The current study did not clarify the mechanisms underlying these observations, and the theories to explain are hypothetical. First, people with DM tend to have higher body mass index (BMI)[20] and NT-proBNP is inversely associated with BMI [21]. Hence, an equivalent increasement of NT-proBNP may reflect higher atrial pressure in DM individuals than their counterparts without DM, indirectly representing worse cardiac function among DM subjects. Second, although NT-proBNP is inversely associated with the incidence of DM [22,23,24], a study including 1294 individuals showed that NT-proBNP was positively associated with microvascular (HR: 1.20; 95% CI: 1.01–1.43) and macrovascular (HR: 1.37; 95% CI: 1.03–1.83) complications in those with incident DM [24], which have a deleterious impact on human health. At present, NT-proBNP and DM were deemed as partners in crime in the incidence and progression of HF [25], better clarification of the mortality risk of NT-proBNP between HF patients with different DM statuses might have a significant impact on public health and thus improve risk stratification.

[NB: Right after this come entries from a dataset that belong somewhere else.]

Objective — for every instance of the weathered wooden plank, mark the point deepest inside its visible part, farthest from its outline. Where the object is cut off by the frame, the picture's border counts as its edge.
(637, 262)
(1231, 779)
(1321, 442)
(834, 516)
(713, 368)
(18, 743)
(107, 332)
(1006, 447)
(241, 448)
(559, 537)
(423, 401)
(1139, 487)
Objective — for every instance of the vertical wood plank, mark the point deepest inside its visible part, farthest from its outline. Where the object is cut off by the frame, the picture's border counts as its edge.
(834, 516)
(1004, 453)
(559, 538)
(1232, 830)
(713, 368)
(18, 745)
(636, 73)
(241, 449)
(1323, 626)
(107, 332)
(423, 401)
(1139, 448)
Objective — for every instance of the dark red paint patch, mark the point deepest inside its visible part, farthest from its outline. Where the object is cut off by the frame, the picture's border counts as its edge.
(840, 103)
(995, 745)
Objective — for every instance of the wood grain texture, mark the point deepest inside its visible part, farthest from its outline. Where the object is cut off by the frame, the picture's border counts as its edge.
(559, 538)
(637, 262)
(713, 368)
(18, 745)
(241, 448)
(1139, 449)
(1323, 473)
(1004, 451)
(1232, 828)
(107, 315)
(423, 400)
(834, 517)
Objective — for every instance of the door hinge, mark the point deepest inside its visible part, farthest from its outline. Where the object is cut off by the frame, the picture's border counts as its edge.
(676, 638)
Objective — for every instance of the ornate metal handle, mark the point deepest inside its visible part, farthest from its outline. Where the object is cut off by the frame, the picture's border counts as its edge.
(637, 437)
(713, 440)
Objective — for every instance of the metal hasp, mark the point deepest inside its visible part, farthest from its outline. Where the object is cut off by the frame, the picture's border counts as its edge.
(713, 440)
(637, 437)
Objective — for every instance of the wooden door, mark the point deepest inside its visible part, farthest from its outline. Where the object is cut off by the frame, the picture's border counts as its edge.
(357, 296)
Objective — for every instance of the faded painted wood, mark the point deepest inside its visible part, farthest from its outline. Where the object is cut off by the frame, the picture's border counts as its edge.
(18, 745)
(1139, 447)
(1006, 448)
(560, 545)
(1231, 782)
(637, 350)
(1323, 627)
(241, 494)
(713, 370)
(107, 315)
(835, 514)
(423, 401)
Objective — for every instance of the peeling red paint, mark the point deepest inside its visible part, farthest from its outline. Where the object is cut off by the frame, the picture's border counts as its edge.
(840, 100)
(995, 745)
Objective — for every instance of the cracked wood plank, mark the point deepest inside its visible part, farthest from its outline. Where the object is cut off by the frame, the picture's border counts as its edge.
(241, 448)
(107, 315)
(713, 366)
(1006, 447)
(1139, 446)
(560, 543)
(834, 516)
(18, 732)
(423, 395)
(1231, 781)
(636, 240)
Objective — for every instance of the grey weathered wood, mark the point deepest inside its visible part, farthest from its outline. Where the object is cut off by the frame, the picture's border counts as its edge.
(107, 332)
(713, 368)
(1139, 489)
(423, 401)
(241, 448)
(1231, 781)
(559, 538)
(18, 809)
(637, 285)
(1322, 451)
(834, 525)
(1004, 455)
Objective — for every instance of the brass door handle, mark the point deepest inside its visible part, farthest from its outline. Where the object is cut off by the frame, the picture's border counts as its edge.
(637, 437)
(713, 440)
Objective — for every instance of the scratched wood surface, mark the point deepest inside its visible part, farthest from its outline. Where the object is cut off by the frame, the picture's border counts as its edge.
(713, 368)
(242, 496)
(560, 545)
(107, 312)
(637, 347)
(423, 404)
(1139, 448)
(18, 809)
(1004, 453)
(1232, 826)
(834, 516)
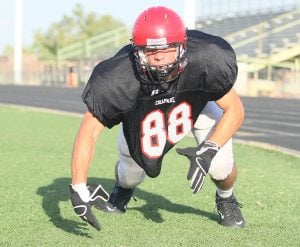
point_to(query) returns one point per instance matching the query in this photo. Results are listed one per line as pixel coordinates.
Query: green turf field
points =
(36, 210)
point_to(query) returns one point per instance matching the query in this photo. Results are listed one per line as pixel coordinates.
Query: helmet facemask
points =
(156, 75)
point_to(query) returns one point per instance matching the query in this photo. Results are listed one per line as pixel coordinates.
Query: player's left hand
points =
(84, 209)
(200, 161)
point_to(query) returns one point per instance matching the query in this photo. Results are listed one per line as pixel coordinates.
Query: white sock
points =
(82, 191)
(225, 193)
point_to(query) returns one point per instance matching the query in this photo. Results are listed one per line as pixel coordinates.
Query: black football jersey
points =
(152, 125)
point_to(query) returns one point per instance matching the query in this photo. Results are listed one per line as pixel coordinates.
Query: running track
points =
(274, 123)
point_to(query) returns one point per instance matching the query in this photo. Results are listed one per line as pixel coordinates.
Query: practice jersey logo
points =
(165, 101)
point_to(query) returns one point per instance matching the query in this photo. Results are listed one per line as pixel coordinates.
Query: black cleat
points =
(229, 211)
(118, 200)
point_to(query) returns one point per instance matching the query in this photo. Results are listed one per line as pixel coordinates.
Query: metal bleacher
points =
(259, 35)
(267, 47)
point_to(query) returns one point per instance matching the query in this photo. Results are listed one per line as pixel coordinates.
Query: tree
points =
(71, 29)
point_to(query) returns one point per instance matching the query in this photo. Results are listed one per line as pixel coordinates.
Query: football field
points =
(35, 202)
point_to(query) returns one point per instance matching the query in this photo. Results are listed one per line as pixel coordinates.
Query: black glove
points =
(200, 160)
(83, 209)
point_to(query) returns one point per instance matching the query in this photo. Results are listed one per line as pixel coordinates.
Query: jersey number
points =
(155, 134)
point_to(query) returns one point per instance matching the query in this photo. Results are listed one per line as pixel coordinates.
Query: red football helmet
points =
(159, 28)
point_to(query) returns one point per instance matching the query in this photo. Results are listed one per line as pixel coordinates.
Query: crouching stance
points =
(167, 83)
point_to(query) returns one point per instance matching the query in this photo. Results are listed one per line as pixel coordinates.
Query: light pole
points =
(18, 47)
(189, 13)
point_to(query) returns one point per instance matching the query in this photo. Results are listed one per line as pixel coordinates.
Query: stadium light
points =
(189, 13)
(18, 47)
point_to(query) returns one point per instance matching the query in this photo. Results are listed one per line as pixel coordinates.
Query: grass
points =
(36, 210)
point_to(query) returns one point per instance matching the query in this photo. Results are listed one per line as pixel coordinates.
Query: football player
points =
(166, 83)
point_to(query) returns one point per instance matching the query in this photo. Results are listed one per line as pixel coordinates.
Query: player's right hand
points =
(200, 159)
(84, 208)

DM is common in HF, and sodium-dependent glucose transporter 2 inhibitor (SGLT2i) is a promising drug and provides beneficial cardiovascular effects in DM [26] and in HF [17] in the contemporary era. The protective effects were attributed to several mechanisms, including the diuretic effect of SGLT2i, more efficient production of ATP, and mitochondrial function reestablishment [27,28,29]. The effect of SGLT2i on NT-proBNP was also recognized as another potential pathway to produce a beneficial impact [30, 31] but remains controversial [32]. Our current results provide robust evidence that the association between NT-proBNP and mortality was more remarkable in HF patients with DM than without, suggesting that lowering NT-proBNP levels in patients with HF and DM would be a promising direction to gain benefit. Beyond NT-proBNP, a recent study has also demonstrated that disintegrin and metalloprotease protein-17 were markedly expressed in mice with diabetic cardiomyopathy [33], which was then essential for cleaving angiotensin-converting enzyme 2 and accelerated the cardiac remodeling. Taken together, inhibition of these potential biomarkers might provide a more promising approach to the treatment of HF patients with DM.

Limitations

The present study has some noteworthy limitations. First, this is a single-center cohort study, the study conclusions may not be generalizable to all ischemic HF patients. Second, some unmeasured and unknown confounding factors may still exist and influence the current results, although we have adjusted for multiple covariates and conducted propensity score matching analysis. Third, the current study used all-cause mortality as the only primary endpoint; therefore, whether the conclusions can be generalized to other cardiovascular outcomes is unknown. Forth, whether DM status modifies the effect of SGLT2i on NT-proBNP can not be investigated because of the low usage rate. Fifth, subjects can not be further categorized as non-DM and pre-DM due to the small sample size and inadequate power of the test.

Conclusions

DM status modified the association between NT-proBNP and all-cause mortality in ischemic HF patients, and NT-proBNP was more prominently associated with the risk of mortality in patients with DM than those without. Future studies are needed to clarify the mechanisms underlying these observations and to investigate the drug effect on NT-proBNP in patients with and without DM.